By NICLE TICHON
With any opportunity that seems too good to be true, there is often a fatal flaw.
That is the case with The Partnership to Build America Act, introduced by Representative John Delaney (D-Md.) in the U.S. House and Sen. Michael Bennet (D-Colo.) in the U.S. Senate.
The bill offers a way for multinational corporations to bring profits stashed off-shore back to the United States and finally pay tax on those profits, albeit a minuscule one, in exchange for purchasing bonds that would fund infrastructure projects. It seems to offer something for everyone, Democrat and Republican alike. But upon closer examination the bill is full of flaws and ends up rewarding those companies that ship profits offshore to avoid tax.
Let’s start with a basic question: why are we rewarding bad behavior? For years, companies have been hiding money in low or no-tax countries in an effort to minimize their tax bill, and in doing so have raised the tax burden on individuals and small businesses.

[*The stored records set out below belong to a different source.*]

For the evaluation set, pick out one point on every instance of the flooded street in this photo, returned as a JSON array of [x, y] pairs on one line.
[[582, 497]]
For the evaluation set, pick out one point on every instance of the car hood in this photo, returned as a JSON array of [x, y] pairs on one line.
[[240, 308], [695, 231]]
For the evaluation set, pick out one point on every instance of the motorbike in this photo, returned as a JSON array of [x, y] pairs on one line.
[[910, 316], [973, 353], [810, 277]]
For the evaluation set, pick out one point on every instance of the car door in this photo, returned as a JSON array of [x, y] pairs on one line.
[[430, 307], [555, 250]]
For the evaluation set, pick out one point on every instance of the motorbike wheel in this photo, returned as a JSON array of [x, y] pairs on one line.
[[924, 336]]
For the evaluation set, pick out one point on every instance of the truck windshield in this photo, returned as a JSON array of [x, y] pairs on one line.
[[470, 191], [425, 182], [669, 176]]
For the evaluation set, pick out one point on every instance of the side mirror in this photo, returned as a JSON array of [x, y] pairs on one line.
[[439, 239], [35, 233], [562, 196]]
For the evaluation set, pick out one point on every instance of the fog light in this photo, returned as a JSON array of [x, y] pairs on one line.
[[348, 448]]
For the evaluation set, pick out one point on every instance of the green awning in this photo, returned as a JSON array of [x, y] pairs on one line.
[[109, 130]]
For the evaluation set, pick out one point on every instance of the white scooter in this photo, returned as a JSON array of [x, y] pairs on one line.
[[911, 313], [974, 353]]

Why should we reward behavior that has made things tougher on average Americans and job incubators, small businesses? And what is to stop corporations from continuing to hide profits in off-shore tax havens after this so-called “tax amnesty” expires?
In 2004, a similar program was enacted, the corporations that did bring profits home used them mostly to offer dividends to stockholders. Many did not invest in U.S. operations or create jobs, as they had promised. It provided no benefit for the economy and many of the corporations that participated actually reduced employment.
Delaney and Bennet would have us believe that they’ve solved this problem by requiring these corporations to buy bonds from this proposed infrastructure bank. But here too, the idea is fundamentally flawed.